A deathbed visit to Atpomara, Umma’s disagreeable mother, was about the last thing Nicole wanted. Visiting anybody who was likely to give her the pestilence didn’t rank high on her list, either. But, things being as they were, she didn’t see that she had a choice. She was wearing Umma’s body. She had to take on at least the bare minimum of Umma’s obligations. “I’ll come,” she said.

“Well, good.” Brigomarus sounded pleasantly surprised, as if he’d made the call expecting to be turned down flat. “Let’s go, then.”

“Aren’t you going to stay and play, Uncle Brigo?” Aurelia asked plaintively.

“I can’t,” he told her with more gentleness than Nicole might have expected. “Your grandmother is sick, and she wants to see your mother.”

“Is she going to die?” Lucius asked. In California, a child would have asked the question in tones of disbelief. Lucius merely sounded curious. He knew people died. In Carnuntum, nobody could help knowing it.

“That’s in the hands of the gods,” Brigomarus said. “She wants to see your mother. We have to go.”

The children didn’t beg to go with them, which Nicole found somewhat odd. She’d thought Lucius might, at least. But he stood with his sister and watched them go. They were both unusually quiet, unusually wide-eyed. They’d seen too much death, she thought. They didn’t need to see any more.

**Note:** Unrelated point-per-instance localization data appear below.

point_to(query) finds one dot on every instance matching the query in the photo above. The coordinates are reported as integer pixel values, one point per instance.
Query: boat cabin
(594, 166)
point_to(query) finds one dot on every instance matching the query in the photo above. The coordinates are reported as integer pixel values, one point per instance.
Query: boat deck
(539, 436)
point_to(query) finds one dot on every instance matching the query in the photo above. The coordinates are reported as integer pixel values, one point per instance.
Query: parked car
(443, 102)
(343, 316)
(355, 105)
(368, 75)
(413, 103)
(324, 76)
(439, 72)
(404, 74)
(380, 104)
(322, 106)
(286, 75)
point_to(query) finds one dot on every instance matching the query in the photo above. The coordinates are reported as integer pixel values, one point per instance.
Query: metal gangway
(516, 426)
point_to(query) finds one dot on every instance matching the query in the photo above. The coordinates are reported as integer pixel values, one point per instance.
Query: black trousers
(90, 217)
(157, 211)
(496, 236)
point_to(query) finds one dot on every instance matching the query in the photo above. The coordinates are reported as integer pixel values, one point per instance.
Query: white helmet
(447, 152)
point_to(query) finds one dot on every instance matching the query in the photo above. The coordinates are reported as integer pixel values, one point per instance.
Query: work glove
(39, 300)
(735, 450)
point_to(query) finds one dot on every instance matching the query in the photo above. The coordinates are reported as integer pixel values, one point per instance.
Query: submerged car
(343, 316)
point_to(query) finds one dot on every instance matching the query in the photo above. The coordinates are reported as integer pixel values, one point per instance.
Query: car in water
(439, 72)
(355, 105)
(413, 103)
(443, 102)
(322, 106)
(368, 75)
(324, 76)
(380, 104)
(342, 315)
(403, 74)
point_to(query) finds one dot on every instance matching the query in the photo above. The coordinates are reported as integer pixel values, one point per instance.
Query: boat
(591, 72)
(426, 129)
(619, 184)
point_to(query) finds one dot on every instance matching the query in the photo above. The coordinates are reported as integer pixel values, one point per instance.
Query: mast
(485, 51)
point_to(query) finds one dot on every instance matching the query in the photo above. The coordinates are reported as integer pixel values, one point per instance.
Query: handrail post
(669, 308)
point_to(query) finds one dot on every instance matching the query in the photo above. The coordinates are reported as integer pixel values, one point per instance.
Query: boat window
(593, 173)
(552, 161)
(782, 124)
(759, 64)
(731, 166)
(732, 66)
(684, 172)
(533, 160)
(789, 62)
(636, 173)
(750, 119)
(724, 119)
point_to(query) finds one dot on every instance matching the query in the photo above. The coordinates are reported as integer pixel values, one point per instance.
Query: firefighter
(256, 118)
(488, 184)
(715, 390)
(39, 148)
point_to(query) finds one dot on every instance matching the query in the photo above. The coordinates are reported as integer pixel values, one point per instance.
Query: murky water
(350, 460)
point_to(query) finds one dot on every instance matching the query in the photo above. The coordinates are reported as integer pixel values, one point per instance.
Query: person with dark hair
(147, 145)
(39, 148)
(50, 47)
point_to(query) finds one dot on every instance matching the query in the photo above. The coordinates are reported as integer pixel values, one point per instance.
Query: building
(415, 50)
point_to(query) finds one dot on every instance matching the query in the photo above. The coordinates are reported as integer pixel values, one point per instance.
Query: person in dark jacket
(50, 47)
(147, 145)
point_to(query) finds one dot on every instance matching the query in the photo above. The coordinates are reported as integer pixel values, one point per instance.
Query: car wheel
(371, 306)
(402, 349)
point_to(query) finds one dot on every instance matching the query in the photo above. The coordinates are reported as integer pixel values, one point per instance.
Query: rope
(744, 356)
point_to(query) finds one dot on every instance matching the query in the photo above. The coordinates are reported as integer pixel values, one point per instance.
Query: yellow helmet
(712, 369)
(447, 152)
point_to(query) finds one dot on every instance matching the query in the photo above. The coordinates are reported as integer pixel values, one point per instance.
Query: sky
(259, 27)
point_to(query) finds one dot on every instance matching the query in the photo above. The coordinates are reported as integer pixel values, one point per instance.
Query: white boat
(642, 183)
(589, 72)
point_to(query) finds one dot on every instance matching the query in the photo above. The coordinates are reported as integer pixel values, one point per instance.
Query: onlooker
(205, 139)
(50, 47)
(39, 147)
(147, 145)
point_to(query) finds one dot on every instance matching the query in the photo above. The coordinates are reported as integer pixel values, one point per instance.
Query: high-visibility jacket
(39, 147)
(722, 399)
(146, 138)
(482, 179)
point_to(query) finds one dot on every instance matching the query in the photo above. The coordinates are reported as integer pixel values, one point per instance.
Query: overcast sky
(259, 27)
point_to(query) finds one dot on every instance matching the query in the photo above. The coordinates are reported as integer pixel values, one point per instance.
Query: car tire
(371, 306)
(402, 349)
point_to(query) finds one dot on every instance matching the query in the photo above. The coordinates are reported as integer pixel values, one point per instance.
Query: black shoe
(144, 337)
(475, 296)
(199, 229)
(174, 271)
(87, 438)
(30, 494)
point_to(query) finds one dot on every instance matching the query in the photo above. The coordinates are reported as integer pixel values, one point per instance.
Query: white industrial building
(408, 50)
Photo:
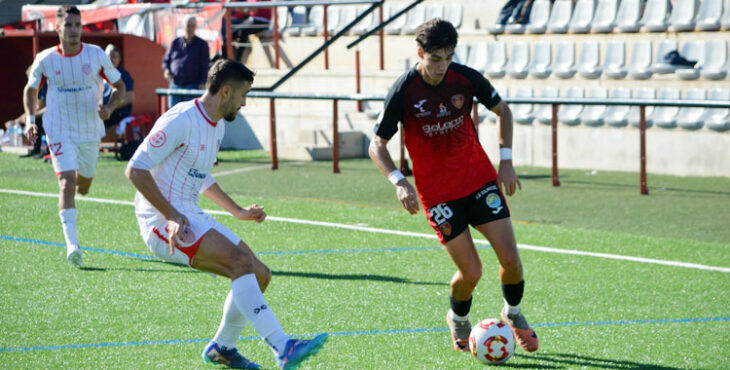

Nicole followed Umma’s brother out of the tavern. He strode along for a while with his head down, until they both had to wait as a funeral procession went past. Whoever the deceased was, he’d been important; most of the mourners wore togas, not tunics. Instead of lying on a bier, the corpse was carried in a sedan chair, so that he surveyed the city with his unseeing eyes. A dozen musicians brought up the rear of the procession, making a tremendous racket.